Ultraviolent highlights include a brutal fairground battle in Episode 1, a church-set bullet-fest during Episode 4, and Episode 5’s tense stalk-and-slay encounter in an empty office block, which peaks with one goon being throttled to death by a freshly severed umbilical cord while the killer’s new-born baby (self-delivered only minutes earlier) lies nearby. Kim might not quite match Evans and Flannery’s OTT flair (who can?), but there’s a reason he coined the phrase “blood opera”.

Peaks with one goon being throttled to death by a freshly severed umbilical cord.

Perhaps as a sign of the (dark) times, this season does introduce one new element: politics. This comes in the welcome form of N’Tia Miller as a coke-snorting London mayor who reasonably resolves that the best way to deal with her city’s gargantuan gang problem is to legalise drugs. It’s an interesting wrinkle, though any of this development’s ethical subtleties are of course bulldozed over by the show’s relentless quest for big, silly drama. The Wire, this ain’t.

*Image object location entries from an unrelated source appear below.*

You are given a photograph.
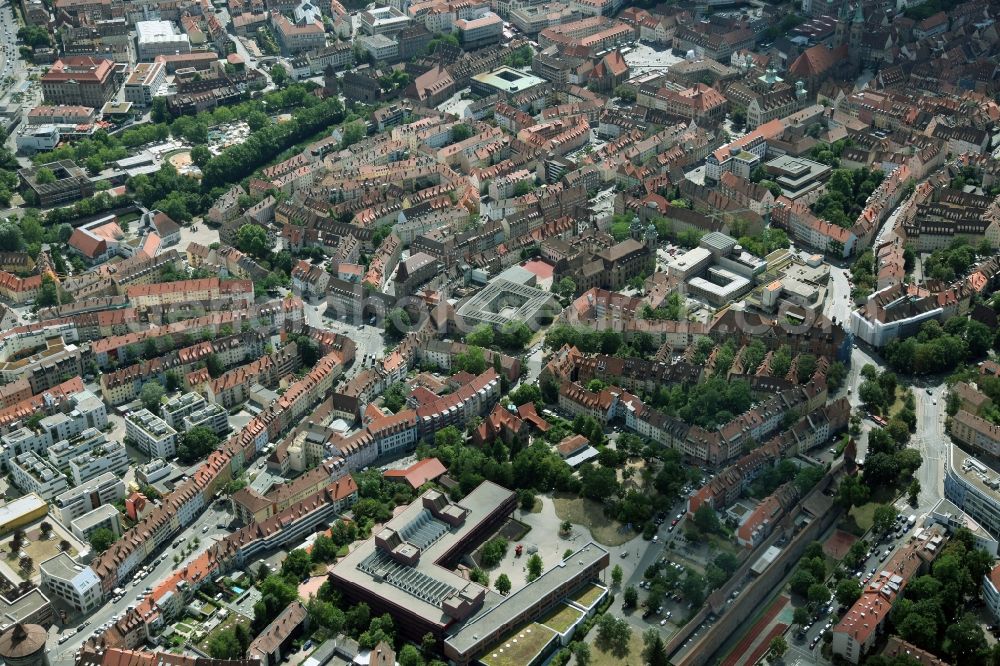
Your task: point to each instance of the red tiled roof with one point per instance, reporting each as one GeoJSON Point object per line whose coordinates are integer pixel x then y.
{"type": "Point", "coordinates": [419, 473]}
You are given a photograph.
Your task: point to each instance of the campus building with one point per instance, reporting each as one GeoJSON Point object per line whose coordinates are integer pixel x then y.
{"type": "Point", "coordinates": [406, 570]}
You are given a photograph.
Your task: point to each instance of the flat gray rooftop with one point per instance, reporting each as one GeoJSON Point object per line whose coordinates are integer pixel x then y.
{"type": "Point", "coordinates": [424, 586]}
{"type": "Point", "coordinates": [492, 620]}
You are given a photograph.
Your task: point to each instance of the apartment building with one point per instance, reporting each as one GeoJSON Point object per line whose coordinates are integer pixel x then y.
{"type": "Point", "coordinates": [105, 517]}
{"type": "Point", "coordinates": [80, 81]}
{"type": "Point", "coordinates": [60, 453]}
{"type": "Point", "coordinates": [297, 38]}
{"type": "Point", "coordinates": [153, 471]}
{"type": "Point", "coordinates": [274, 643]}
{"type": "Point", "coordinates": [188, 500]}
{"type": "Point", "coordinates": [858, 629]}
{"type": "Point", "coordinates": [976, 432]}
{"type": "Point", "coordinates": [383, 21]}
{"type": "Point", "coordinates": [238, 292]}
{"type": "Point", "coordinates": [701, 103]}
{"type": "Point", "coordinates": [144, 82]}
{"type": "Point", "coordinates": [151, 434]}
{"type": "Point", "coordinates": [475, 33]}
{"type": "Point", "coordinates": [155, 38]}
{"type": "Point", "coordinates": [532, 17]}
{"type": "Point", "coordinates": [63, 114]}
{"type": "Point", "coordinates": [473, 399]}
{"type": "Point", "coordinates": [109, 457]}
{"type": "Point", "coordinates": [212, 416]}
{"type": "Point", "coordinates": [742, 155]}
{"type": "Point", "coordinates": [32, 474]}
{"type": "Point", "coordinates": [991, 591]}
{"type": "Point", "coordinates": [73, 583]}
{"type": "Point", "coordinates": [174, 410]}
{"type": "Point", "coordinates": [73, 503]}
{"type": "Point", "coordinates": [232, 388]}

Gangs newbie Miller is joined by Richard Dormer as shillelagh-waving caricature Cornelius (psychotic brother to Michelle Fairley’s icy matriarch Marian Wallace) and Bullet Train’s Andrew Koji as mystery moody hitman Zeek, this season’s wild card. But at the eye of the improbable storm remains Dìrísù, still reliably soulful-yet-edgy as ever-beleaguered punchbag extraordinaire Elliot, who becomes embroiled in a massive conspiracy connected to the deaths of his wife and child seven years earlier. Along the way, his friends will become his enemies, his enemies will become his friends and then his enemies again, and he will dish out — and receive — a lot of pain. Will he ever catch a break? Honestly, going by these eight episodes, we hope not.

Despite dragging City Hall into the fray, it’s still about as divorced from reality as a British crime series can get: a ridiculously action-focused maximalist melodrama. And we wouldn’t have it any other way.